2.  I never thought once that I had done something to deserve this.  Instead, I found myself thinking about how this is a universal experience.  Everyone has “those days” and this experience will only help me better enjoy the positive days when they come around again.

3.  I didn’t doubt for a second that this day would end!  I found myself reciting some of my favorite quotes, “this too shall pass,” and “what a difference a year makes” to remind myself that this frazzled feeling would end.  Which made me curious about why this day happened, what could I learn from it, what part could I be grateful for….hence this blog post {wink}.

4.  I didn’t take my bad day out on anyone.  Not my husband, my pets, the annoying people who were power washing our garage and majorly adding to my day’s frustration, or myself.  I was able to stay centered enough to know it wasn’t anyone’s fault, no one was targeting me, and I’d only feel worse after if I was bitchy to the people in my life.

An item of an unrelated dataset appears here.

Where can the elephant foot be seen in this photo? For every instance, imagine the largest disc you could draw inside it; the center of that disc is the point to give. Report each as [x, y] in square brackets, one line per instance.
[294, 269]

5.  I knew how to recover and heal from the day, and I did things that filled me up and let me process what had happened.  I took a shower, picturing all the junk from the day being rinsed off me and into the drain.  I shared, not vented, with my husband about my day.  I asked (nicely I might add) if he’d make dinner so I could rest a bit.  I wrote in my journal while he cooked so I could process and reflect on my progress, and outline this blog post.  Then, we settled in with the last disk of “The Big C” a show by Showtime that we have been really enjoying and stayed present and connected during the whole show and thought about how small my bad day is in the scheme of so many things, including cancer.  (The show is about cancer.)

Are you a Before or After?

If you relate to my “before” responses to one of “those days” you are not alone!  It’s how most of us feel about “those days” because most of us misinterpret self-esteem and don’t know what a core-self is, or what one looks like.

Many of us think of self-esteem as a positive way of thinking or viewing ourselves.  That if we think we are pretty, cool, nice, friendly, successful, lovable then we have a high self-esteem.

In reality, self-esteem is having a Core-Self; a strong and flexible sense of self, confidence in our coping skills, a solid grounded awareness of who we are, what we can handle and what makes us, us.

Self-Esteem is a belief, not a thought, of who we are.

This distinction matters!

A thought is just that- it’s an idea or hypothesis that has yet to be tested.  A belief on the other hand, is certainly, a trust, an acceptance of a truth.   Believing that we are cool, funny, pretty, successful, lovable comes from a much deeper, tried tested and proven, level of ourselves.  Believing comes from our core.

All the beliefs we have about ourselves, all the things we know for sure about ourselves because we tested them, combine to create our core-self.   When we have a core-self to pull strength from, we experience “those days” totally differently.   We are able to move past worrying about “those days,” and start learning from them, practicing getting through them, and witnessing our own growth through them, which in turn strengthens our core-self even more!

So I guess the self-esteem question really becomes, do you want to just think better of yourself, or do you want to believe better about yourself?